William and Belle were separated for part of Frost’s childhood. After they got back together, his father soon died of tuberculosis. After the family paid all their bills, they were left with $8. His mother had to support the family, and Frost later started to take odd jobs whenever he could.

Young Robert was originally homeschooled, but later went to middle school. At first, he was an average student, and was known for playing pranks at school. However, after reading his first book, The Scottish Chiefs by Jane Porter, he became a better student. He passed the entrance exam for high school. Meanwhile, his sister began to develop symptoms of what we now call Bipolar Disorder.

In high school, Frost was a loner and only had one friend, Carl Burell. He started preparing for the Harvard Admissions Test by translating Latin poetry to English. He soon became the editor of the high school newspaper and worked his way up to become class valedictorian. After graduation, he fell in love with Elinor White, with whom he competed to become class valedictorian. They got engaged the summer after graduation. Frost entered Dartmouth College, but left before the semester was over. It is unclear whether he was expelled or left of his own accord.

While taking odd jobs, Frost received a letter from Elinor stating their engagement was broken. Around this time, he wrote his first poem, My Butterfly. After begging newspapers and magazines to publish it, it was finally published in a national journal, The Independent, and later in his first book, A Boy’s Will. It seemed to focus on his breakup with White. He also tried to commit suicide by entering a dangerous swamp, but was rescued by duck hunters. He made up with Elinor a few months later, and the two soon got married.

The next year, the Frosts had their first child, Elliot. Sadly, Elliot died in infancy, and Elinor went into depression. The couple soon moved to a farm in Derry, New Hampshire. Although none of his attempts at farming worked out, it would influence his later poetry. The family started to grow as the couple had more children, and Frost decided to go back to school in hope that a better education would mean better income. He was accepted to Harvard, but soon left. The family decided to move to England for a year to see if Frost’s writing career would work out better there.

While living in the English countryside, Frost started to write his first book of poetry. After finishing a draft, he traveled to London to find a publisher. After some negotiation, he got a deal with David Nutt Publishing. Frost met many other poets while in England, all of whom agreed to review A Boy’s Will. These poets included F.S. Flint, Ezra Pound, William Butler Yeats, and Edward Thomas. Most agree that Thomas was Frost’s closest friend. Frost’s next book, North of Boston, got critical reviews at first, but later became one of Frost’s best-selling books. It was famous for Mending Wall and Home Burial, two of Frost’s most famous poems.

Walks with his friend Edward Thomas inspired one of his most famous poems, The Road Not Taken. This poem opened his third book of poetry, Mountain Interval. Another famous poem of this book was Out, Out-. That summer, WWI broke out. Elinor urged Frost to leave, but he waited until he received word that North of Boston was being published in America. He then decided to go home, and luckily, they didn’t run into any problems getting out.

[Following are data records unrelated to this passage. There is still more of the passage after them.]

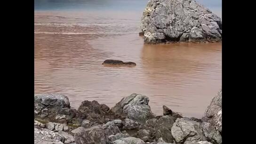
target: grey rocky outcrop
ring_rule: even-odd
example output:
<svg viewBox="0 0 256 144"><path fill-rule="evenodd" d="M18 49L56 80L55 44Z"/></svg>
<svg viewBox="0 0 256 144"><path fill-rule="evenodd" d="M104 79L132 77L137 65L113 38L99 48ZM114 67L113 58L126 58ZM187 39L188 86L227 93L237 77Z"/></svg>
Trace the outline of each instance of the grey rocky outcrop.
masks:
<svg viewBox="0 0 256 144"><path fill-rule="evenodd" d="M124 62L122 61L107 59L102 63L104 65L114 65L123 66L136 66L136 63L131 62Z"/></svg>
<svg viewBox="0 0 256 144"><path fill-rule="evenodd" d="M75 134L74 138L77 144L107 144L105 131L100 125L81 128L79 132Z"/></svg>
<svg viewBox="0 0 256 144"><path fill-rule="evenodd" d="M177 119L171 128L171 133L176 143L205 140L200 123L187 118Z"/></svg>
<svg viewBox="0 0 256 144"><path fill-rule="evenodd" d="M37 128L38 127L40 128L45 128L46 127L45 124L36 120L34 120L34 126Z"/></svg>
<svg viewBox="0 0 256 144"><path fill-rule="evenodd" d="M74 136L69 134L67 132L60 131L58 132L58 133L65 137L65 142L64 142L64 144L69 144L74 143L75 142Z"/></svg>
<svg viewBox="0 0 256 144"><path fill-rule="evenodd" d="M115 135L111 135L108 136L109 141L111 143L116 140L120 139L122 138L129 137L130 136L127 133L117 133Z"/></svg>
<svg viewBox="0 0 256 144"><path fill-rule="evenodd" d="M100 104L96 101L82 102L78 111L81 113L81 119L86 119L92 123L89 125L92 125L93 123L103 124L110 120L120 118L120 117L110 111L109 107L106 104Z"/></svg>
<svg viewBox="0 0 256 144"><path fill-rule="evenodd" d="M165 142L174 142L171 129L175 118L170 115L165 115L159 119L152 119L146 121L138 132L138 137L147 142L152 142L161 138Z"/></svg>
<svg viewBox="0 0 256 144"><path fill-rule="evenodd" d="M164 115L170 115L173 116L176 118L175 121L177 118L183 118L181 114L172 111L170 108L165 105L163 105L163 114Z"/></svg>
<svg viewBox="0 0 256 144"><path fill-rule="evenodd" d="M221 90L211 100L207 107L202 120L212 124L221 133L222 131L222 90Z"/></svg>
<svg viewBox="0 0 256 144"><path fill-rule="evenodd" d="M112 135L114 135L121 132L118 128L118 127L111 121L109 121L103 125L102 128L105 131L105 135L106 136L109 136Z"/></svg>
<svg viewBox="0 0 256 144"><path fill-rule="evenodd" d="M71 108L67 96L55 94L35 94L34 117L36 120L47 122L75 125L77 112ZM79 125L79 124L78 124Z"/></svg>
<svg viewBox="0 0 256 144"><path fill-rule="evenodd" d="M148 105L149 102L148 97L141 94L133 94L122 99L111 110L115 113L132 120L144 122L154 117Z"/></svg>
<svg viewBox="0 0 256 144"><path fill-rule="evenodd" d="M192 0L150 0L141 28L148 43L222 40L221 19Z"/></svg>
<svg viewBox="0 0 256 144"><path fill-rule="evenodd" d="M61 144L65 141L64 136L49 129L34 128L34 144Z"/></svg>
<svg viewBox="0 0 256 144"><path fill-rule="evenodd" d="M122 138L120 139L113 141L113 144L145 144L145 142L141 139L134 137L128 137Z"/></svg>
<svg viewBox="0 0 256 144"><path fill-rule="evenodd" d="M222 137L220 131L216 130L210 123L203 122L202 128L206 140L214 144L222 144Z"/></svg>
<svg viewBox="0 0 256 144"><path fill-rule="evenodd" d="M69 127L64 124L49 122L46 124L46 128L53 131L68 131Z"/></svg>
<svg viewBox="0 0 256 144"><path fill-rule="evenodd" d="M127 118L124 120L122 124L122 129L124 130L139 129L141 126L141 123Z"/></svg>
<svg viewBox="0 0 256 144"><path fill-rule="evenodd" d="M115 125L118 126L119 128L121 128L123 126L123 122L121 120L112 120L111 122L115 124Z"/></svg>

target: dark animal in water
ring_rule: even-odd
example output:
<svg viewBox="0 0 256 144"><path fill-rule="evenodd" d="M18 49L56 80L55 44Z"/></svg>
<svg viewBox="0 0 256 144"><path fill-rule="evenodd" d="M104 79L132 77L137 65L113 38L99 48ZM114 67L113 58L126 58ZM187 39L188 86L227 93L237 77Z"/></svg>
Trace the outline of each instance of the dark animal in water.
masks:
<svg viewBox="0 0 256 144"><path fill-rule="evenodd" d="M128 66L135 66L136 64L134 62L124 62L120 60L115 60L112 59L108 59L105 60L102 64L106 65L128 65Z"/></svg>

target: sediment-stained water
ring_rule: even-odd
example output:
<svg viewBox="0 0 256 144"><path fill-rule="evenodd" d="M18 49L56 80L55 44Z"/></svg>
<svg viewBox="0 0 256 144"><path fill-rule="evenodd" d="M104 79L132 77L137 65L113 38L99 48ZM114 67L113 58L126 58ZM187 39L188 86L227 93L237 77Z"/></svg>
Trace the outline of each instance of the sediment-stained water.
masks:
<svg viewBox="0 0 256 144"><path fill-rule="evenodd" d="M89 1L36 1L35 93L64 94L77 108L85 100L111 107L140 93L157 115L165 105L201 117L221 88L221 43L144 44L138 32L146 0L120 0L116 8L116 0ZM136 65L102 64L109 59Z"/></svg>

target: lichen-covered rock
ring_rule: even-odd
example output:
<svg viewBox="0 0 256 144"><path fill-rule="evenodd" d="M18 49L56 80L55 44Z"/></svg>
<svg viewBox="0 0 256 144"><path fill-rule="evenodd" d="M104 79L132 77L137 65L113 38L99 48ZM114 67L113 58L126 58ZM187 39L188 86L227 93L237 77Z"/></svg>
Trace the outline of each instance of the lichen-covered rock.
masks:
<svg viewBox="0 0 256 144"><path fill-rule="evenodd" d="M49 122L46 124L46 128L53 131L68 131L69 127L65 124Z"/></svg>
<svg viewBox="0 0 256 144"><path fill-rule="evenodd" d="M114 135L111 135L108 136L108 139L110 142L113 142L117 139L120 139L122 138L128 137L130 136L127 133L117 133Z"/></svg>
<svg viewBox="0 0 256 144"><path fill-rule="evenodd" d="M75 134L78 133L80 133L82 131L84 131L85 130L85 128L83 128L82 127L78 127L77 128L72 130L71 131L71 132L72 133L74 134Z"/></svg>
<svg viewBox="0 0 256 144"><path fill-rule="evenodd" d="M104 124L102 128L105 131L105 135L106 136L110 136L111 135L115 135L117 133L120 133L121 132L118 127L116 126L111 121L109 121Z"/></svg>
<svg viewBox="0 0 256 144"><path fill-rule="evenodd" d="M133 137L122 138L112 142L113 144L145 144L143 140Z"/></svg>
<svg viewBox="0 0 256 144"><path fill-rule="evenodd" d="M200 141L198 142L197 143L199 144L212 144L212 143L208 141Z"/></svg>
<svg viewBox="0 0 256 144"><path fill-rule="evenodd" d="M165 115L158 120L152 119L146 121L142 127L143 129L139 131L138 137L150 142L161 138L165 142L173 143L171 129L175 119L171 115Z"/></svg>
<svg viewBox="0 0 256 144"><path fill-rule="evenodd" d="M123 127L123 122L121 120L112 120L111 122L114 124L115 125L118 126L119 128L121 128Z"/></svg>
<svg viewBox="0 0 256 144"><path fill-rule="evenodd" d="M81 113L81 119L90 120L92 123L103 124L109 120L119 118L105 104L100 104L96 101L84 101L78 109Z"/></svg>
<svg viewBox="0 0 256 144"><path fill-rule="evenodd" d="M150 0L141 28L148 43L219 41L222 22L208 9L192 0Z"/></svg>
<svg viewBox="0 0 256 144"><path fill-rule="evenodd" d="M34 144L63 144L64 136L45 128L34 128Z"/></svg>
<svg viewBox="0 0 256 144"><path fill-rule="evenodd" d="M215 128L210 123L203 122L202 128L206 140L214 144L222 144L222 137L220 132L215 129Z"/></svg>
<svg viewBox="0 0 256 144"><path fill-rule="evenodd" d="M171 128L171 133L177 143L185 141L194 143L205 140L200 123L187 118L177 119Z"/></svg>
<svg viewBox="0 0 256 144"><path fill-rule="evenodd" d="M222 131L222 91L221 90L211 100L202 120L212 124L221 133Z"/></svg>
<svg viewBox="0 0 256 144"><path fill-rule="evenodd" d="M83 128L75 134L74 138L77 144L107 144L107 139L105 136L105 131L101 126Z"/></svg>
<svg viewBox="0 0 256 144"><path fill-rule="evenodd" d="M54 94L35 94L34 117L36 120L60 123L75 123L77 112L70 107L68 98Z"/></svg>
<svg viewBox="0 0 256 144"><path fill-rule="evenodd" d="M165 105L163 105L163 114L164 115L170 115L175 118L174 121L176 120L177 118L183 118L181 114L173 112L170 108Z"/></svg>
<svg viewBox="0 0 256 144"><path fill-rule="evenodd" d="M60 131L58 132L58 133L65 137L65 142L64 142L64 144L69 144L75 142L75 139L74 138L74 136L68 134L67 132L63 131Z"/></svg>
<svg viewBox="0 0 256 144"><path fill-rule="evenodd" d="M114 113L124 115L127 118L138 122L144 122L153 117L148 105L149 102L148 97L133 94L122 99L111 110Z"/></svg>
<svg viewBox="0 0 256 144"><path fill-rule="evenodd" d="M42 123L37 120L34 120L34 126L40 128L45 128L46 127L45 124Z"/></svg>
<svg viewBox="0 0 256 144"><path fill-rule="evenodd" d="M122 129L124 130L139 129L141 125L140 123L129 119L125 119L122 124Z"/></svg>

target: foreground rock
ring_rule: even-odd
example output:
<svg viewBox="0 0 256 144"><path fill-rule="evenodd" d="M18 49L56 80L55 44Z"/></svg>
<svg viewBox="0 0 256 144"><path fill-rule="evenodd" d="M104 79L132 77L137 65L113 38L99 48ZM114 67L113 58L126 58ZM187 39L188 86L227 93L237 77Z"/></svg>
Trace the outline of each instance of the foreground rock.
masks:
<svg viewBox="0 0 256 144"><path fill-rule="evenodd" d="M124 66L136 66L136 64L134 62L124 62L122 61L108 59L105 60L102 64L104 65L117 65Z"/></svg>
<svg viewBox="0 0 256 144"><path fill-rule="evenodd" d="M107 142L105 132L100 125L82 129L75 134L74 138L77 144L106 144Z"/></svg>
<svg viewBox="0 0 256 144"><path fill-rule="evenodd" d="M35 119L45 123L50 121L79 125L77 111L70 107L68 98L64 95L35 95L34 111Z"/></svg>
<svg viewBox="0 0 256 144"><path fill-rule="evenodd" d="M222 144L222 137L220 131L210 123L203 122L202 128L206 140L214 144Z"/></svg>
<svg viewBox="0 0 256 144"><path fill-rule="evenodd" d="M187 118L177 119L171 128L171 133L177 143L205 140L200 123Z"/></svg>
<svg viewBox="0 0 256 144"><path fill-rule="evenodd" d="M172 143L174 138L171 129L175 119L172 116L166 115L158 120L148 120L139 131L138 137L145 142L157 141L161 138L165 142Z"/></svg>
<svg viewBox="0 0 256 144"><path fill-rule="evenodd" d="M212 124L221 133L222 131L222 90L220 90L207 107L202 120Z"/></svg>
<svg viewBox="0 0 256 144"><path fill-rule="evenodd" d="M42 128L34 128L34 144L63 144L65 138L61 135L50 130Z"/></svg>
<svg viewBox="0 0 256 144"><path fill-rule="evenodd" d="M34 120L35 144L222 144L221 91L202 120L183 118L164 105L164 115L154 116L148 97L140 94L123 98L111 110L85 101L77 111L67 98L35 96L35 117L40 120ZM76 121L81 127L70 125Z"/></svg>
<svg viewBox="0 0 256 144"><path fill-rule="evenodd" d="M100 104L96 101L84 101L79 106L78 112L81 113L82 124L86 127L92 125L103 124L110 120L120 118L116 115L105 104Z"/></svg>
<svg viewBox="0 0 256 144"><path fill-rule="evenodd" d="M150 106L148 105L149 102L148 97L140 94L133 94L124 97L111 110L119 115L143 122L154 117Z"/></svg>
<svg viewBox="0 0 256 144"><path fill-rule="evenodd" d="M74 143L75 142L75 139L73 136L68 134L67 132L65 132L63 131L58 132L61 136L64 136L65 138L65 142L64 144L69 144Z"/></svg>
<svg viewBox="0 0 256 144"><path fill-rule="evenodd" d="M148 43L222 40L220 18L195 0L149 0L141 28Z"/></svg>
<svg viewBox="0 0 256 144"><path fill-rule="evenodd" d="M143 140L139 138L133 137L128 137L122 138L120 139L116 140L112 142L113 144L145 144Z"/></svg>

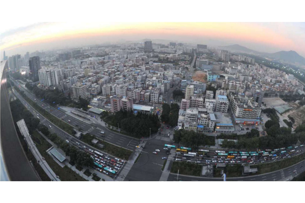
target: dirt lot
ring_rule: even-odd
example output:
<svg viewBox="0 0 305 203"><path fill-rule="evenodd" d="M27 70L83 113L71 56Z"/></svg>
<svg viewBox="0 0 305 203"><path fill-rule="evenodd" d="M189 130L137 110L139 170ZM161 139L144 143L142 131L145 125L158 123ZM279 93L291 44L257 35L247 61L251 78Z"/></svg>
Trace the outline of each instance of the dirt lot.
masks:
<svg viewBox="0 0 305 203"><path fill-rule="evenodd" d="M203 82L207 82L207 77L206 74L202 71L196 71L193 74L192 79L194 81L198 81Z"/></svg>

After arriving in America, he found himself already in the spotlight. “He became a national celebrity, our nearly official poet laureate, and a great performer in the tradition of that earlier master of the literary vernacular.” When he visited Henry Holt Publishing, the publisher that published North of Boston in America, the secretary handed him a check of $40, worth almost $1000 today. He stuck with this publisher for the rest of his career and ended his contract with David Nutt Publishing. He was soon invited to four private schools to give public readings of his poems, and bought a farmhouse in New Hampshire.

Frost’s fame continued to grow as he continued to write more poetry. He accepted a job at Amherst College, but quit two years later. He became a visiting fellow at the University of Michigan. He did not have to teach here and therefore had more time to write. Frost won his first Pulitzer Prize for Poetry for his next volume of poetry, New Hampshire. This book included Fire and Ice, For Once, Then, Something, and Stopping By Woods on a Snowy Evening, more of Frost’s most famous poems.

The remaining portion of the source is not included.